Last year, when some San Joaquin Delta College students went to renew their Free Application for Federal Student Aid (commonly known as the FAFSA)  for the 2018 – 2019 year, many opted to copy and paste the data from last year, since the form wanted our parents’ 2016 tax information again. It all seemed simple enough. I was one of them.

What I and other students did not know, however, was that the copy and paste process had inadvertently listed our parents’ income in two places. That made it seem, to the machines and people reviewing the FAFSA form data that we had as much income as our parents. In fact, we are dependants and have no separate income of our own.

Life at Delta went on as usual for those who made this mistake. Finals came and went and then after a long summer we enrolled in classes for the Fall 2018 semester.

Then came the surprise: registration fees.

I and others were told that, for the first time, we owe hundreds of dollars in fees. We didn’t expect this because in the past we qualified  for the California College Promise Grant (formerly known as a BOG waiver). Many of us tried to figure what happened on our own. We couldn’t, so we came back to school a few weeks early to try to figure it out with the assistance of staff at the Financial Aid Department.

It isn’t an easy fix for some people. In the past, when someone was  asked to prove that they did not file taxes all they had to do was say so.

This year a “transcript of nonfiling” along with your parents’ Internal Revenue Service transcript was requested by the school. The process takes weeks to resolve.

Many of us have little to no experience with the IRS. Some of us assumed we wouldn’t have to interact with that agency for at least a few more years.
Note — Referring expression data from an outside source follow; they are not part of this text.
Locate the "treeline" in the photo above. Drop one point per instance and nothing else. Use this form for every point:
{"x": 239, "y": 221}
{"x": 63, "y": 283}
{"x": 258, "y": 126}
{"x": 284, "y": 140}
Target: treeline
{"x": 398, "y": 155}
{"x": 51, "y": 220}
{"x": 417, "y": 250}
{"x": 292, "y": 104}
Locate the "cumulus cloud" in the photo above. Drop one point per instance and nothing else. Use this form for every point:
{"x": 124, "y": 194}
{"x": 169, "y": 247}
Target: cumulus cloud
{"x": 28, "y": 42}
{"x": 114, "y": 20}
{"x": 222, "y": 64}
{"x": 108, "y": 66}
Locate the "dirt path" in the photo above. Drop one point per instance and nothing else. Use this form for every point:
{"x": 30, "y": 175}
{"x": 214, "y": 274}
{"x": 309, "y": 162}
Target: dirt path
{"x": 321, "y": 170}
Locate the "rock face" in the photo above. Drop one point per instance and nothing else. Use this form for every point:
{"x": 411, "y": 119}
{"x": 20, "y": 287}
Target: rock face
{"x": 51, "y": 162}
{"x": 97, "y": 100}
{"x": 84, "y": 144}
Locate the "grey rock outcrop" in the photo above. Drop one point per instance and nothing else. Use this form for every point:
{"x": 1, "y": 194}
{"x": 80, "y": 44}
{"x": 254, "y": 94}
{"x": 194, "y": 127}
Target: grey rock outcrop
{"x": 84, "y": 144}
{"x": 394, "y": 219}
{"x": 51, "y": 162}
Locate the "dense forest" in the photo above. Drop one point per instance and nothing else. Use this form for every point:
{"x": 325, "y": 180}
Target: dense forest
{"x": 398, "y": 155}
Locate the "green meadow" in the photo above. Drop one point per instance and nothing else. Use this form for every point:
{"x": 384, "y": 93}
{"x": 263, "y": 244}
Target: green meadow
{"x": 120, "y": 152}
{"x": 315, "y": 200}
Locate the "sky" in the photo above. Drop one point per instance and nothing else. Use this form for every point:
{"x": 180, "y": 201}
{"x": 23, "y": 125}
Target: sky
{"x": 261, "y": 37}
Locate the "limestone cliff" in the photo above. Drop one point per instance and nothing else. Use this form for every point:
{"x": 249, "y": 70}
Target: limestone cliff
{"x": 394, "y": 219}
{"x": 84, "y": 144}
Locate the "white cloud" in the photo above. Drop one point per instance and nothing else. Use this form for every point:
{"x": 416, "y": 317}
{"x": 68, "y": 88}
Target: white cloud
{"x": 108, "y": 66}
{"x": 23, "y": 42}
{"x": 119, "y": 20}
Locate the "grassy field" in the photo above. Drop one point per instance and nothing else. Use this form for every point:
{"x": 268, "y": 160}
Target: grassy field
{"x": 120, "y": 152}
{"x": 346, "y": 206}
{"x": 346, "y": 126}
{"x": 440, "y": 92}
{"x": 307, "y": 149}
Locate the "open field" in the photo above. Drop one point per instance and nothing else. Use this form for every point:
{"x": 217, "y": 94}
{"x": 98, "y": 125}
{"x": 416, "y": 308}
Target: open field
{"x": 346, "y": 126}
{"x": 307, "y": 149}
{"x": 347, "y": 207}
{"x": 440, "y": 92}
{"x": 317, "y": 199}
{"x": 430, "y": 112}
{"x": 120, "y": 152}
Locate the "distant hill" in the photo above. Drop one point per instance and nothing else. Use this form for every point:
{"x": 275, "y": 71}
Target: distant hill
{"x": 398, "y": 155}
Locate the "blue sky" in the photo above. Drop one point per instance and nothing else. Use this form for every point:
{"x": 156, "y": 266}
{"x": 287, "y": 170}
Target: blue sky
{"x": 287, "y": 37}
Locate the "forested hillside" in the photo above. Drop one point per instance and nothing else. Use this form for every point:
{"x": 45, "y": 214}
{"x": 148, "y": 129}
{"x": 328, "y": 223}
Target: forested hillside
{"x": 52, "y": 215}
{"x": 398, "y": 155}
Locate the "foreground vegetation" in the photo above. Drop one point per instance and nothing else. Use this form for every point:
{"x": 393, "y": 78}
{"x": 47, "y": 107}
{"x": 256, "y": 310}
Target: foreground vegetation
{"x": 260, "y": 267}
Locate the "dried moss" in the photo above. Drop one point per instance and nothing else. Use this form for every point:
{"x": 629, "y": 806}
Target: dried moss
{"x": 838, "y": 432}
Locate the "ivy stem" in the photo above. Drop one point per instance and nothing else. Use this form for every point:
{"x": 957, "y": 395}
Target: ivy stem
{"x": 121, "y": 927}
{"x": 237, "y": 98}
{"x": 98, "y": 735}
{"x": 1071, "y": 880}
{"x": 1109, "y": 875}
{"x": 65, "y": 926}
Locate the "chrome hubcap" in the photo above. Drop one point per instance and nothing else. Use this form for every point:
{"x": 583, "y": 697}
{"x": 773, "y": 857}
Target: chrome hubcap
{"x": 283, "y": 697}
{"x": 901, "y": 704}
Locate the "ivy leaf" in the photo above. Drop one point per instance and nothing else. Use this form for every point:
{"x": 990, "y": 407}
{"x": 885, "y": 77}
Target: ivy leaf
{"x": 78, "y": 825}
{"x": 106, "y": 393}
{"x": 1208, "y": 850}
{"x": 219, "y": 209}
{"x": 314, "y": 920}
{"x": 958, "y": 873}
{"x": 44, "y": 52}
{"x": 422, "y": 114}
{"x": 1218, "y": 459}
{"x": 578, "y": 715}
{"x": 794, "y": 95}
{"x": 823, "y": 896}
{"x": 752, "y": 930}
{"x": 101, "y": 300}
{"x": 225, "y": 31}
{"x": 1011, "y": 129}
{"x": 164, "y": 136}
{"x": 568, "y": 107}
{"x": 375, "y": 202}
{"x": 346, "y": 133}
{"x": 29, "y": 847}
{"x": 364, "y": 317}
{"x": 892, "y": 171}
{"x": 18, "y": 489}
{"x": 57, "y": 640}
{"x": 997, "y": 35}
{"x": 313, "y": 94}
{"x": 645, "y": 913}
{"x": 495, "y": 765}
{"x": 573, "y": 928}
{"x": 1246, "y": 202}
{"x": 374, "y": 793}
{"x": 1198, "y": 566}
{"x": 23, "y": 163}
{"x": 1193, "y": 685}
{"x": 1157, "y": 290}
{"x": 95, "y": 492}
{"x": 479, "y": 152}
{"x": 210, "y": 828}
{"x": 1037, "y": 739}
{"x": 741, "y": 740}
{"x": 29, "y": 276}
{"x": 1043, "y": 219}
Here are some tips if you are still dealing with the dreaded IRS and Financial Aid Department.

Be positive that you’re putting in the correct social security number if you want to request your transcript online. Double and triple check.

Make a copies of every piece of paper with your or your parents’ information on it before you submit it. If you are certain that you turned something in and Financial Aid Department staff members tell you they did not receive it, pull out the receipts on them.
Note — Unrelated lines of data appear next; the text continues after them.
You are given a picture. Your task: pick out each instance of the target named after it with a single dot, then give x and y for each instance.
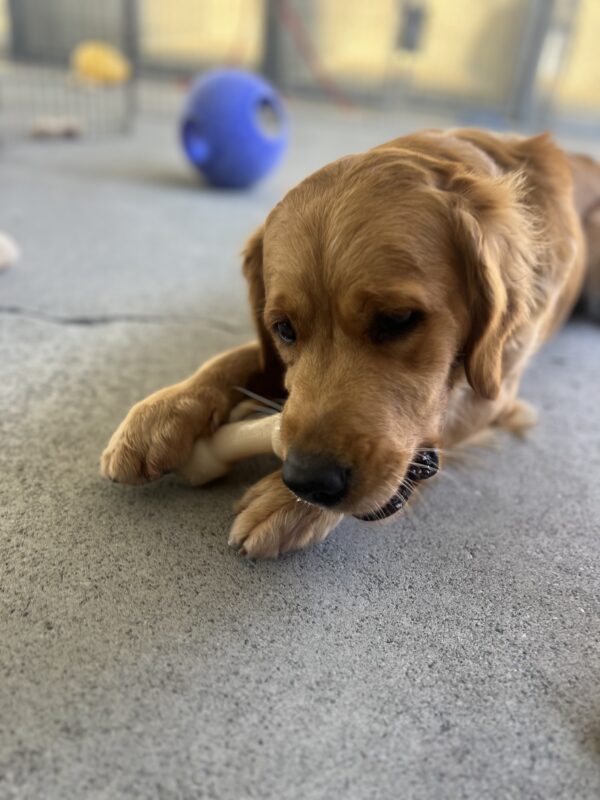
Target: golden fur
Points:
(484, 235)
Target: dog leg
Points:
(271, 521)
(157, 434)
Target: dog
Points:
(398, 296)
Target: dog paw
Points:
(158, 433)
(271, 521)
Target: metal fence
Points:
(506, 64)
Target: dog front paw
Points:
(271, 521)
(158, 433)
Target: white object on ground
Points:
(214, 456)
(9, 251)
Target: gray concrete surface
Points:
(451, 654)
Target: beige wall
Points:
(202, 30)
(467, 49)
(579, 83)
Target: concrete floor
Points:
(454, 653)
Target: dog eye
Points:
(394, 325)
(285, 330)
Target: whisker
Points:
(259, 398)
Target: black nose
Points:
(315, 478)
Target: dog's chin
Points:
(425, 464)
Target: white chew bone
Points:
(214, 456)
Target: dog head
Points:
(379, 282)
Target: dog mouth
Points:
(423, 466)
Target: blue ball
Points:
(224, 127)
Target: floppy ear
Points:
(495, 237)
(253, 270)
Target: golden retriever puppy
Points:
(398, 295)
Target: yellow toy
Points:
(98, 62)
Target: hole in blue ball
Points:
(268, 118)
(195, 144)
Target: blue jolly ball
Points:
(234, 127)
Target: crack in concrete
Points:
(111, 319)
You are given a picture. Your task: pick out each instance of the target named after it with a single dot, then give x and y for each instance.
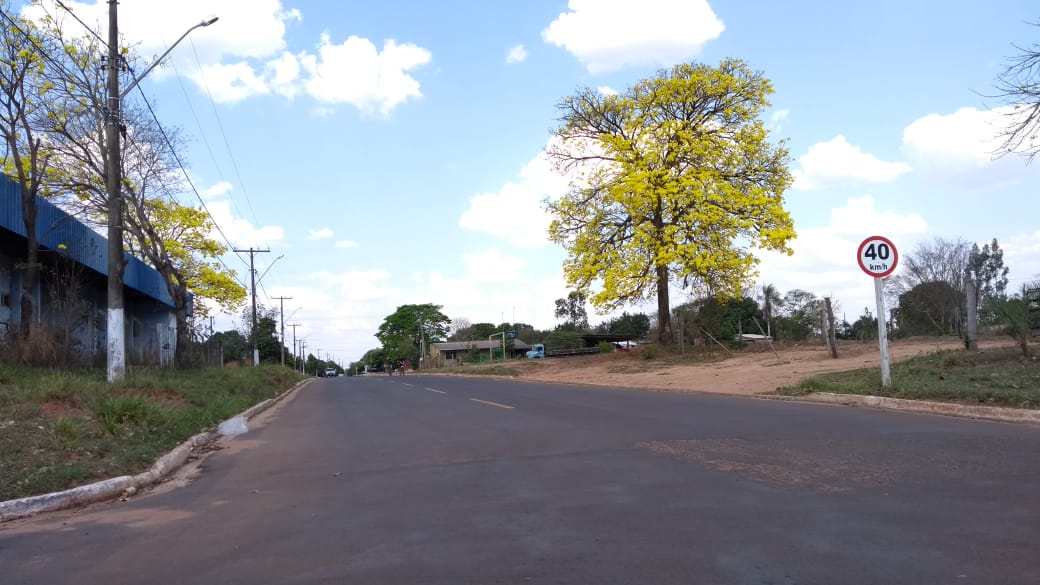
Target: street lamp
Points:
(115, 322)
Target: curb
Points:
(110, 488)
(1002, 414)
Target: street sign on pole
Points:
(878, 257)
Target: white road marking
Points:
(489, 403)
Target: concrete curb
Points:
(111, 488)
(1002, 414)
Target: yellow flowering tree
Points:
(673, 180)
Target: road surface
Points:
(458, 481)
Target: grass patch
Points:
(59, 429)
(996, 377)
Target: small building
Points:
(459, 352)
(71, 294)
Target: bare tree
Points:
(1018, 85)
(25, 91)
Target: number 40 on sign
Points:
(878, 256)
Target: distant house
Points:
(72, 289)
(457, 352)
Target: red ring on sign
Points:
(882, 239)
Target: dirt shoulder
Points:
(744, 373)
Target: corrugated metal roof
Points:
(55, 228)
(481, 345)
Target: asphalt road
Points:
(458, 481)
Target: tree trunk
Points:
(183, 335)
(31, 272)
(664, 313)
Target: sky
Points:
(390, 153)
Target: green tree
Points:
(677, 181)
(26, 91)
(985, 266)
(175, 240)
(771, 302)
(400, 332)
(571, 310)
(634, 325)
(930, 308)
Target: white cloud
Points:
(516, 211)
(320, 233)
(516, 54)
(824, 259)
(837, 161)
(609, 34)
(960, 148)
(357, 73)
(245, 54)
(777, 119)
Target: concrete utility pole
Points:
(293, 326)
(253, 274)
(115, 324)
(281, 316)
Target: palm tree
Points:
(771, 301)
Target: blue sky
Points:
(389, 152)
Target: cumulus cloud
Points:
(824, 259)
(515, 211)
(960, 148)
(609, 34)
(516, 54)
(837, 161)
(319, 233)
(248, 55)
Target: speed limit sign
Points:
(878, 256)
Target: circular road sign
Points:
(877, 256)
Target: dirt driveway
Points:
(745, 373)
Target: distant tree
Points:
(985, 266)
(635, 326)
(400, 332)
(679, 182)
(800, 318)
(1018, 85)
(571, 310)
(771, 303)
(234, 346)
(459, 325)
(865, 327)
(930, 308)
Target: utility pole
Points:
(115, 319)
(293, 326)
(281, 316)
(115, 339)
(253, 274)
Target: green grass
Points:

Documents should be held in a white security envelope or opaque folder.

Never leave your sensitive information in the drop box at school. The Financial Aid office advises that you always take it to the window. Staff members say that leaving documents in the dropbox will lengthen the process.

The IRS office number is (209) 476-7501 in case you need to schedule an appointment. The office is at 4643 Quail Lakes Drive, Stockton, CA 95207.

Staff at the IRS office should be able to manually get your desired information. Be sure to ask what specific documents you will need when you schedule your appointment, this will save you a lot of time once you arrive.

The IRS does not call anyone. If you are receiving an “urgent phone call” from an unknown or untraceable phone number, it is a scam fishing for your information. This is scary, especially when you are expecting anything from the IRS. Don’t worry and just wait to hear from the agency in the mail. If IRS personnel want to conduct business over the phone, they’ll have you call. The bulk of the process when dealing with the IRS is analog so don’t give your info out over the phone or digitally unless you are the one reaching out.

Even though your parents may have spent many years of their lives dealing with the IRS for one reason or another, they are most likely not the experts you think they are. Sometimes your parents will not know what they are doing when it comes to this stuff and that is okay. If you need to see a professional, go do it. It will save you some time and money.